The last day of Paris Fashion Week was nothing short of extravagant.

Chanel opened the day by launching a rocket inside of Grand Palais. Miumiu covered the Palais d’Iéna in decadent purple faux fur. Louis Vuitton’s unprecedented show inside of Musee Louvre’s sculpture courtyard Cour Marly was a grand finale for the last leg of fashion month.

The ongoing debate about the purpose of fashion shows of today got a loud and clear answer in Paris: the event remains a large aspect of the creative process of a fashion collection – perhaps even more storytelling than ever is needed to induce a social media frenzy.

Wizard of extravaganza Karl Lagerfeld pulled off yet another jaw-dropping stunt this season by turning Grand Palais into Chanel Ground Control Centre. A space rocket bearing double “C” logos with a launch pad doubled as the U shape runway, and uniform-clad extras roamed the centre, posing with guests for pictures. As the finael countdown began, the bottom of the rocket began to move by means of hydraulic mechanics, creating the illusion of an actual rocket launch. Oh, and there were fireworks – of course.

This painstaking attention to detail is also evident in the collection. Classic tweed suits cut for a relaxed fit and woven with metallic threads tap into Lagerfeld’s futuristic theme. Light and billowy flou dresses feature astronaut prints, while metallic leather pants inserted with tweed panels.

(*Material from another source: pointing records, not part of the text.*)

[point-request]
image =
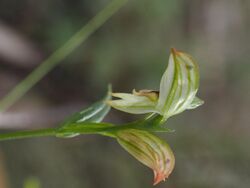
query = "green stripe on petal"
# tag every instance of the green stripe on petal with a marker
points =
(149, 150)
(179, 84)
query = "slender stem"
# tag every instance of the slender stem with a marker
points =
(28, 134)
(19, 90)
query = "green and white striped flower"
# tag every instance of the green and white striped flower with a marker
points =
(178, 87)
(149, 150)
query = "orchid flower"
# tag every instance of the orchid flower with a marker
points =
(178, 87)
(149, 150)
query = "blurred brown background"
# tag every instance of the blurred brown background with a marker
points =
(211, 143)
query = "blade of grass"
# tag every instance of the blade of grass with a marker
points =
(37, 74)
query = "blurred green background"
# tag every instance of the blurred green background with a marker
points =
(131, 50)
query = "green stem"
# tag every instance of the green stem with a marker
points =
(25, 85)
(28, 134)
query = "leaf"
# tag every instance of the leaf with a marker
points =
(94, 113)
(149, 150)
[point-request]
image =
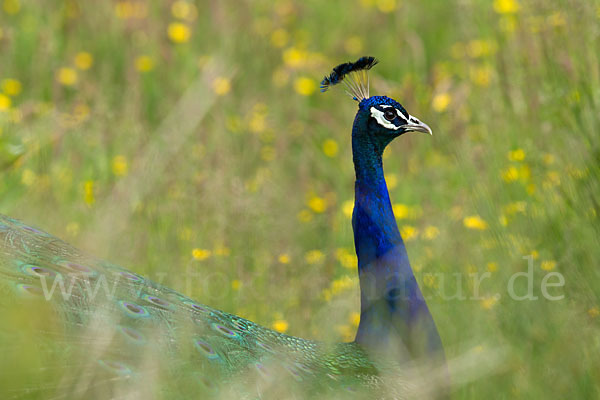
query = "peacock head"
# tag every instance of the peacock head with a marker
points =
(379, 118)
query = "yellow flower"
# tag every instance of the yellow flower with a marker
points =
(330, 148)
(475, 222)
(386, 6)
(221, 86)
(5, 102)
(11, 7)
(83, 60)
(281, 325)
(267, 153)
(314, 256)
(305, 86)
(66, 76)
(317, 204)
(11, 87)
(354, 45)
(144, 63)
(441, 102)
(506, 6)
(548, 265)
(431, 232)
(88, 193)
(179, 32)
(119, 165)
(201, 254)
(516, 155)
(279, 38)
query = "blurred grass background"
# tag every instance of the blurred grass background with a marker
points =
(250, 212)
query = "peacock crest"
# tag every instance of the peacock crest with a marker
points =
(102, 331)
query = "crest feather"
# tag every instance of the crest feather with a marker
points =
(353, 75)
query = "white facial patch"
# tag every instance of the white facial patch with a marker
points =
(378, 115)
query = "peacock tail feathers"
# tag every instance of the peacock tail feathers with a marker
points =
(85, 328)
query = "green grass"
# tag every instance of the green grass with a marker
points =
(513, 97)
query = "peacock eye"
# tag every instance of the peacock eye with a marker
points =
(389, 115)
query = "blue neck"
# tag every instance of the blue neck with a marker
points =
(394, 316)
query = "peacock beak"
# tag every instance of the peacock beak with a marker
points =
(414, 125)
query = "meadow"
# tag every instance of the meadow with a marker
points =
(189, 142)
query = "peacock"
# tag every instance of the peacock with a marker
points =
(86, 328)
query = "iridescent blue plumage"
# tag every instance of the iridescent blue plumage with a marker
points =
(107, 332)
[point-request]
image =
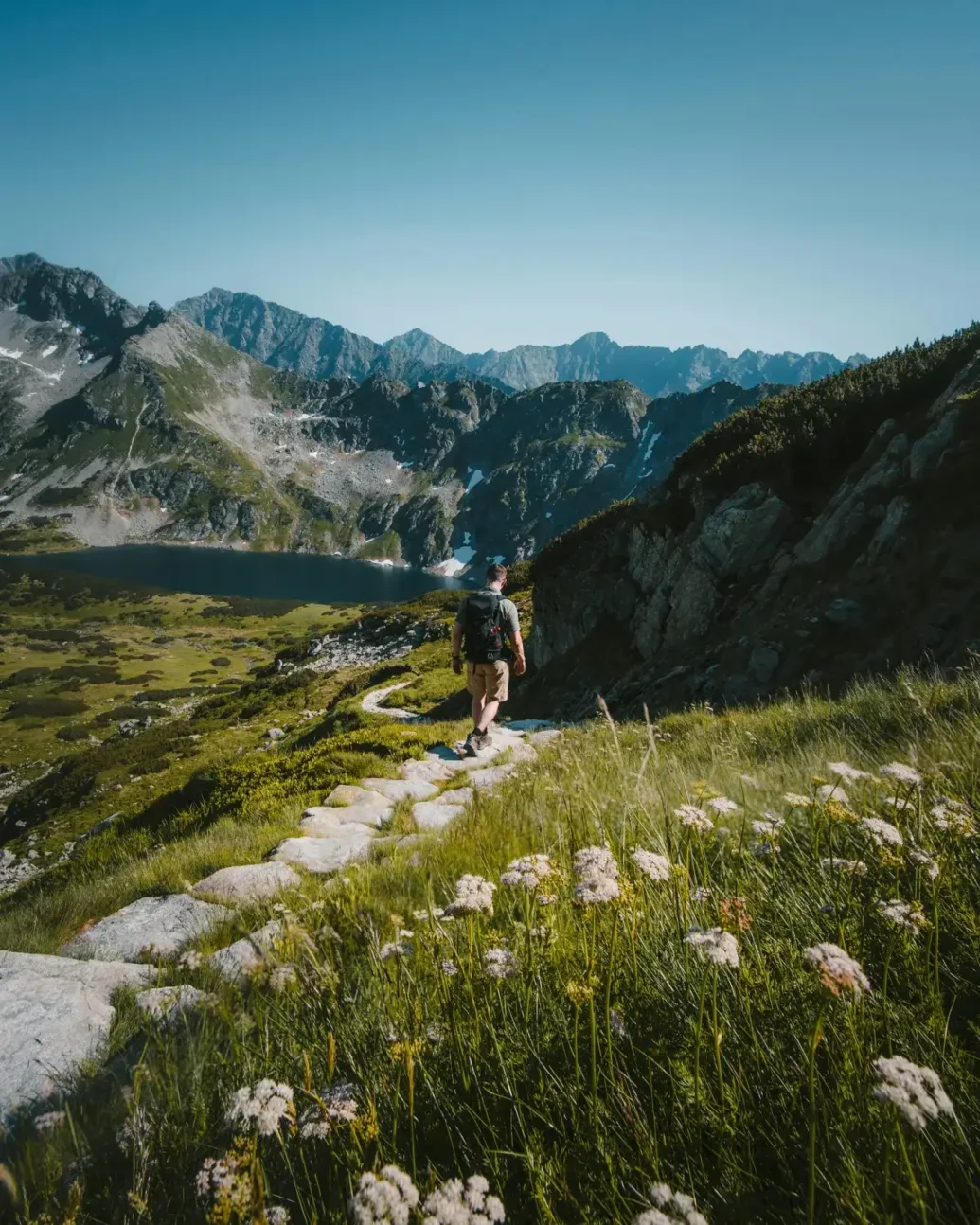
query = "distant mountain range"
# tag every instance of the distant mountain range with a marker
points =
(286, 340)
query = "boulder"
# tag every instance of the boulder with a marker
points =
(150, 926)
(250, 882)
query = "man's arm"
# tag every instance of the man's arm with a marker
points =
(457, 646)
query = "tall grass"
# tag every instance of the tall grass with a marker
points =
(578, 1053)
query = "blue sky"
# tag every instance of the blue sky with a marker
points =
(747, 174)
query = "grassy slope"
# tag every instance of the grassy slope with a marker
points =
(530, 1079)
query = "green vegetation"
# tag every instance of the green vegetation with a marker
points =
(676, 1017)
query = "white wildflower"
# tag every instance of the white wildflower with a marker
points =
(720, 947)
(225, 1181)
(597, 875)
(838, 970)
(383, 1199)
(925, 861)
(473, 893)
(881, 832)
(833, 791)
(901, 773)
(693, 819)
(770, 827)
(457, 1204)
(846, 772)
(657, 867)
(903, 914)
(528, 871)
(917, 1092)
(849, 866)
(671, 1208)
(337, 1105)
(262, 1108)
(499, 963)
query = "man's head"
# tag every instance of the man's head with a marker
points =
(496, 575)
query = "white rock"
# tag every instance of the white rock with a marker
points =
(54, 1015)
(322, 854)
(168, 1003)
(348, 795)
(401, 788)
(430, 815)
(458, 795)
(249, 882)
(161, 926)
(246, 954)
(326, 819)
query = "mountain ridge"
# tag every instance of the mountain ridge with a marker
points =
(286, 338)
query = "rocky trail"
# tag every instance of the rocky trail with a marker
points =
(57, 1011)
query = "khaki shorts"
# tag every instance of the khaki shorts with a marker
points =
(489, 680)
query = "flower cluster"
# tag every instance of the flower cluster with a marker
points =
(383, 1199)
(597, 875)
(457, 1204)
(473, 895)
(671, 1208)
(654, 866)
(838, 970)
(262, 1108)
(720, 947)
(917, 1092)
(334, 1107)
(528, 871)
(499, 963)
(882, 833)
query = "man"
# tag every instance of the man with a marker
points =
(482, 624)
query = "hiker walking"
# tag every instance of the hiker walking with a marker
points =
(484, 620)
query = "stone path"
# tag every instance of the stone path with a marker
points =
(55, 1012)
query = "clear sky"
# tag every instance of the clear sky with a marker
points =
(741, 173)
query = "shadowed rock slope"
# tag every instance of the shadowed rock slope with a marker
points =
(818, 534)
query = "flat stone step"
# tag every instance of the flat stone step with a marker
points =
(458, 795)
(250, 882)
(401, 788)
(492, 775)
(353, 815)
(54, 1015)
(169, 1003)
(349, 794)
(149, 926)
(429, 815)
(322, 854)
(246, 954)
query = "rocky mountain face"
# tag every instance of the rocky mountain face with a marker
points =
(312, 346)
(124, 423)
(814, 537)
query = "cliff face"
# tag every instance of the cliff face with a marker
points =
(849, 545)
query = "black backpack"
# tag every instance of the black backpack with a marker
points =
(483, 638)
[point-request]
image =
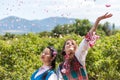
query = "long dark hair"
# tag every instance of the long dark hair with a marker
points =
(53, 53)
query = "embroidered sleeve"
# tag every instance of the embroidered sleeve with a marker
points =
(82, 50)
(91, 38)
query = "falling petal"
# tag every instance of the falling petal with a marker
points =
(108, 5)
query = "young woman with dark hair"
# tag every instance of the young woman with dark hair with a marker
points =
(73, 66)
(46, 72)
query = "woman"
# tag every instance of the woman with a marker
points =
(73, 66)
(46, 72)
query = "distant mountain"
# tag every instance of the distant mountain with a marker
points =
(14, 24)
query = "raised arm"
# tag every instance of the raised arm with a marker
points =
(107, 15)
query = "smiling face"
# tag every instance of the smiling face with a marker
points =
(70, 48)
(46, 57)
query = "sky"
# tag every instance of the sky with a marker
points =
(80, 9)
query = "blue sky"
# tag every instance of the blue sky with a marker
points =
(40, 9)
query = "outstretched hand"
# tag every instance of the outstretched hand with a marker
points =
(107, 15)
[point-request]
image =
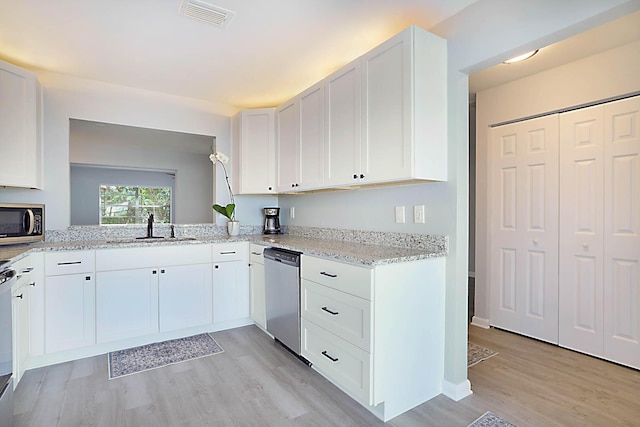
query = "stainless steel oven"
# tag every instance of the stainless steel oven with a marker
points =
(21, 223)
(7, 278)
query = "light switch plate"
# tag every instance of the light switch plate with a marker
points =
(400, 214)
(418, 214)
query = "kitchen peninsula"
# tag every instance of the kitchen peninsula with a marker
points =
(173, 288)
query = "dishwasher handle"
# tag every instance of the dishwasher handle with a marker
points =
(283, 256)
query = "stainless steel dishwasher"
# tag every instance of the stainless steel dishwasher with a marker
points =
(282, 297)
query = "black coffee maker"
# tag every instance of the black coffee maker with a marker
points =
(271, 221)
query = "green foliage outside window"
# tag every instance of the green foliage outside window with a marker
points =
(132, 204)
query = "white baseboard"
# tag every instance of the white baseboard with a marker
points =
(458, 391)
(480, 322)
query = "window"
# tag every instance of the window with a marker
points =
(132, 204)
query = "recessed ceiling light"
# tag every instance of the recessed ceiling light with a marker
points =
(521, 57)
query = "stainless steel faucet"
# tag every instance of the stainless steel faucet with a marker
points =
(150, 226)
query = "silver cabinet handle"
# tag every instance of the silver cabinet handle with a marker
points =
(328, 356)
(333, 313)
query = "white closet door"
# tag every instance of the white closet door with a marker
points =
(581, 230)
(524, 249)
(622, 231)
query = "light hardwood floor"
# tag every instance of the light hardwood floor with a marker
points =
(257, 383)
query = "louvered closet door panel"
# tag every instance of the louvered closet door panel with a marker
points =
(622, 231)
(538, 288)
(506, 235)
(524, 233)
(581, 230)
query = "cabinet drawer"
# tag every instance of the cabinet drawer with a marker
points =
(229, 251)
(256, 254)
(342, 314)
(344, 364)
(348, 278)
(57, 263)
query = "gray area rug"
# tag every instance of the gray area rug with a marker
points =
(157, 355)
(490, 420)
(477, 353)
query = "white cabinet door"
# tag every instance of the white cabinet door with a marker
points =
(21, 329)
(254, 152)
(287, 118)
(185, 297)
(386, 111)
(311, 145)
(258, 307)
(19, 128)
(126, 304)
(70, 321)
(342, 125)
(581, 230)
(524, 244)
(622, 231)
(230, 291)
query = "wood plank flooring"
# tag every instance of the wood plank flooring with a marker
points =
(255, 382)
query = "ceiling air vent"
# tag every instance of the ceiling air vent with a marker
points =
(207, 12)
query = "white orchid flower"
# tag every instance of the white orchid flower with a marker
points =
(221, 157)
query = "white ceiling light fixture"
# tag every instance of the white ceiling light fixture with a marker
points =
(522, 57)
(207, 12)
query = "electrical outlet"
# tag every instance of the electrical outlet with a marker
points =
(418, 214)
(400, 214)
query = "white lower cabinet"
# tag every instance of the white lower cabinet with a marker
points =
(185, 297)
(231, 300)
(343, 362)
(126, 304)
(21, 329)
(69, 312)
(257, 287)
(373, 330)
(69, 308)
(230, 291)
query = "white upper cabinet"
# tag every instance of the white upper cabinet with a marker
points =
(311, 147)
(254, 158)
(300, 142)
(342, 125)
(404, 109)
(20, 138)
(287, 123)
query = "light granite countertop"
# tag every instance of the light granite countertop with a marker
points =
(340, 250)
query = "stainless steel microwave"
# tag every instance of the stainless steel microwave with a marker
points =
(21, 223)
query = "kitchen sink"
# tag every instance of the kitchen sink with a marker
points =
(152, 239)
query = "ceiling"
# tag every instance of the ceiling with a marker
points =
(270, 51)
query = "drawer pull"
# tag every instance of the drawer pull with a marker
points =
(328, 356)
(324, 273)
(333, 313)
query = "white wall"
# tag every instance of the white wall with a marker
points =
(609, 74)
(66, 97)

Models wore rhinestone-adorned headbands as they became something like space princesses. The metallic two-toned boots and space-themed novelty bags, such as the lacquered spaceship chain bag, will be the season’s most coveted accessories.

At Louis Vuitton, guests were impressed not by a theatrical set up, but the sheer privilege to see Nicholas Ghesquière’s latest collection alongside neoclassical sculptures circa 17th-18th century.

It was the first time a fashion show has been held in Louvre’s central sculpture atrium.

Globetrotting Louis Vuitton models seemed to be treading across the currents of time this season. The collection ensured a practical and ultra-chic wardrobe for any exotic destinations, as well as city cruises.

As the show notes suggested, Ghesquière aimed to “do away with frontiers altogether and shift into an evocation of the nomadic”. The creative director drew on a variety of themes and presented them with elegance and sophistication.

Ghesquière opened the show with a line-up of fur looks: though he’s rarely dabbled in fur in previous seasons, the creations still bore his signature. Short-sleeved intarsia fur jackets accentuated with dramatic shoulders are matched with flared pants and chunky boots for a much younger iteration.

Last season’s fit-and-flare pantsuits got a sporty update with a blue track-suit-esque version. The new collection also features street-inspired elements such as metallic aiguillette that adorned panelled leather jackets and shearling tops.

Those elements will for sure appeal to the Gen-Z princelings such as Jaden Smith, who was spotted on the stellar front row with other A-listers including Léa Seydoux, Jennifer Connelly, and Catherine Deneuve.

The evening slip dresses which cut at knee-length and featuring contrasting materials and lace insets, too offer alternative party wears for the too-cool-for-school clan.